You take a 3 kg metal block and slide it along the floor, where the coefficient of friction is only 0.4. You release the block with an initial velocity of $\langle 6, 0, 0\rangle m/s$. How long will it take for the block to come to a stop? How far does the block move?

Block is metal.

Mass of metal block = 3 kg

The coefficient of friction between floor and block = 0.4

Initial velocity of block = $\langle 6, 0, 0\rangle m/s$

Final velocity of block = $\langle 0, 0, 0\rangle m/s$

Time it takes for the block to come to a stop.

The distance the block moves during this time.

Assume surface is made of the same material and so coefficient of friction is constant.

$\Delta \vec{p} = \vec{F}_{net} \Delta t$

$ x: \Delta p_x = -\mu_k F_N\Delta t $

$ y: \Delta p_y = (F_N - mg)\Delta t = 0 $

Write equation of y direction in terms of $F_N$ to sub into x direction equation.

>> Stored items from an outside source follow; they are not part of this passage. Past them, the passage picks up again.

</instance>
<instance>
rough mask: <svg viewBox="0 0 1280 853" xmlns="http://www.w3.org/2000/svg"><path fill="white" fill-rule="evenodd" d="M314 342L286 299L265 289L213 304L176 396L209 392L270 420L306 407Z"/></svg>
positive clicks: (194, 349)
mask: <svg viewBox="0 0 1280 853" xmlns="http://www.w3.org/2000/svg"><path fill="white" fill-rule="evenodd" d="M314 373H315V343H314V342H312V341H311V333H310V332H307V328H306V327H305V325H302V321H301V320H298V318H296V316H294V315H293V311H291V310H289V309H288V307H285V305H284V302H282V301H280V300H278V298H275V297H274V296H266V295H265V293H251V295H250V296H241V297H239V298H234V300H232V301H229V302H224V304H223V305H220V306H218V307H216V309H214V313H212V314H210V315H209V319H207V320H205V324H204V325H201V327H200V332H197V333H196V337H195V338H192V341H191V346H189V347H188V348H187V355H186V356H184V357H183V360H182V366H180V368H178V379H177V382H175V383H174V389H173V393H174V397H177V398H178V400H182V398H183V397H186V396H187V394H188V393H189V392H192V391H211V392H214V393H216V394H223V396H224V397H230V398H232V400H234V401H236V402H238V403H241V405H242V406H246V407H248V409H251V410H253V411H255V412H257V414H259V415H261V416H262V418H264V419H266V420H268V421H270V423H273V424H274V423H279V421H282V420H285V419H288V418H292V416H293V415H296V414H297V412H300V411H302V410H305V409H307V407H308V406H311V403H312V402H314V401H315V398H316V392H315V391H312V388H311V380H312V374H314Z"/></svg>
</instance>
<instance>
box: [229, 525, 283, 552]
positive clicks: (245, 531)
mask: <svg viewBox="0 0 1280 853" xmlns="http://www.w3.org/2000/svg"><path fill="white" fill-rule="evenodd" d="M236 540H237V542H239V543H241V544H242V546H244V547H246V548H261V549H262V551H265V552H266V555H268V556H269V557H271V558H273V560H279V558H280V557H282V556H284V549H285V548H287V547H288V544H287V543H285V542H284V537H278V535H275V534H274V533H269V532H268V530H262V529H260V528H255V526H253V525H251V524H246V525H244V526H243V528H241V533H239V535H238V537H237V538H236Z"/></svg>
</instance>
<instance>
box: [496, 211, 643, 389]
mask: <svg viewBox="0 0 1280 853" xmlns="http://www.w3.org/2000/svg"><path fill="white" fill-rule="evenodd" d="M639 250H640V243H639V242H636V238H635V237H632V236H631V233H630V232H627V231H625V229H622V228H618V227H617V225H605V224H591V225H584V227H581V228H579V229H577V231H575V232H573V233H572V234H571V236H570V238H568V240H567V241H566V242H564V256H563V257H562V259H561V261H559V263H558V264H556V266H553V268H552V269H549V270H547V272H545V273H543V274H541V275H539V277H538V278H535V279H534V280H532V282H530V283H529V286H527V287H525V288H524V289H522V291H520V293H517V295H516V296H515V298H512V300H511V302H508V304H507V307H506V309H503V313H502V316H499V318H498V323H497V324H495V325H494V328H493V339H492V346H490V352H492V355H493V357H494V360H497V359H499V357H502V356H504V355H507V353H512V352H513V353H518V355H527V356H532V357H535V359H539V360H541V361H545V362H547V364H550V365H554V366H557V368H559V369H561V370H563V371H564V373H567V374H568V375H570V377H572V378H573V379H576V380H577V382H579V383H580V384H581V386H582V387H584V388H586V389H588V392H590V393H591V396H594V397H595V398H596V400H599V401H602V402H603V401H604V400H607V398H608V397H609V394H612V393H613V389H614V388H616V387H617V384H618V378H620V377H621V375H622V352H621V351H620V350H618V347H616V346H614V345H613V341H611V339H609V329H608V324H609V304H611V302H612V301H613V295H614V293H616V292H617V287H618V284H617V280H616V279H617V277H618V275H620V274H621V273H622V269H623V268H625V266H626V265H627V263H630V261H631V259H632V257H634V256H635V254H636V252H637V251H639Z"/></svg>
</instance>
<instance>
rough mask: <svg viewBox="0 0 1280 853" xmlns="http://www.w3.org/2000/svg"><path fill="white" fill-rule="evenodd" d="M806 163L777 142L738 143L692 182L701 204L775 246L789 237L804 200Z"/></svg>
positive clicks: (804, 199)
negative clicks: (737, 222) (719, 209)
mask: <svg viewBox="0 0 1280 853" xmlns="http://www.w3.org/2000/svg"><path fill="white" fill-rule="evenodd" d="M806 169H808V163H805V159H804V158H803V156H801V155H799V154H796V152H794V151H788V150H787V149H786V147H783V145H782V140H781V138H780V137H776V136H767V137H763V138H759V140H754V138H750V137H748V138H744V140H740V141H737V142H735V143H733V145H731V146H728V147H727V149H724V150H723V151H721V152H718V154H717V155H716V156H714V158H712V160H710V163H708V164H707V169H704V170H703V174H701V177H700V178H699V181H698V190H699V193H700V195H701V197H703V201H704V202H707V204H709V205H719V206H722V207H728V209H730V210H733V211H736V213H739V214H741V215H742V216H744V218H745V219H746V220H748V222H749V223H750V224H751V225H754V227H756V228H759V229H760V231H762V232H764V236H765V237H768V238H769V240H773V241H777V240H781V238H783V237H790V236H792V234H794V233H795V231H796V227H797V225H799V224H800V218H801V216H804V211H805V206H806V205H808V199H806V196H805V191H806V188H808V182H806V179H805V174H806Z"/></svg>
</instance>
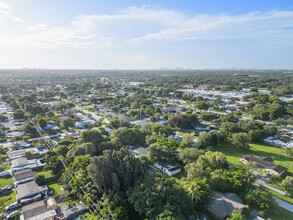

$ (F_N - mg) \Delta t = 0 $

Multiply out

$ F_N \Delta t - mg \Delta t = 0 $

Make equal to each other

$ F_N \Delta t = mg \Delta t $

Cancel $\Delta t$

$ F_N = mg $

Combining these two equations and substituting in mg for $F_N$ and writing $ p_x = \Delta(mv_x) $, we get the following equation:

$ \Delta(mv_x) = - \mu_k mg\Delta t $

Cancel the masses

$ \Delta(v_x) = - \mu_k g\Delta t $

Rearrange to solve for $\Delta t$ and sub in 0 - $v_{xi}$ for $ \Delta(v_x)$

$ \Delta(t) = \dfrac{0 - v_{xi}}{-\mu_k g} = \dfrac{v_{xi}}{\mu_k g} $

Fill in values for variables and solve for $\Delta t$

$ \Delta(t) = \dfrac{6 m/s}{0.4 (9.8 N/kg)} = 1.53s $

Since the net force was constant we can say the average velocity can be described as: $v_{x,avg} = (v_{xi} + v_{xf})/2$, so

$ \Delta x/\Delta t = ((6 + 0)/2) m/s = 3m/s $

Sub in for $\Delta t$ and solve for $\Delta x$

$ \Delta x = (3 m/s)(1.53 s) = 4.5m $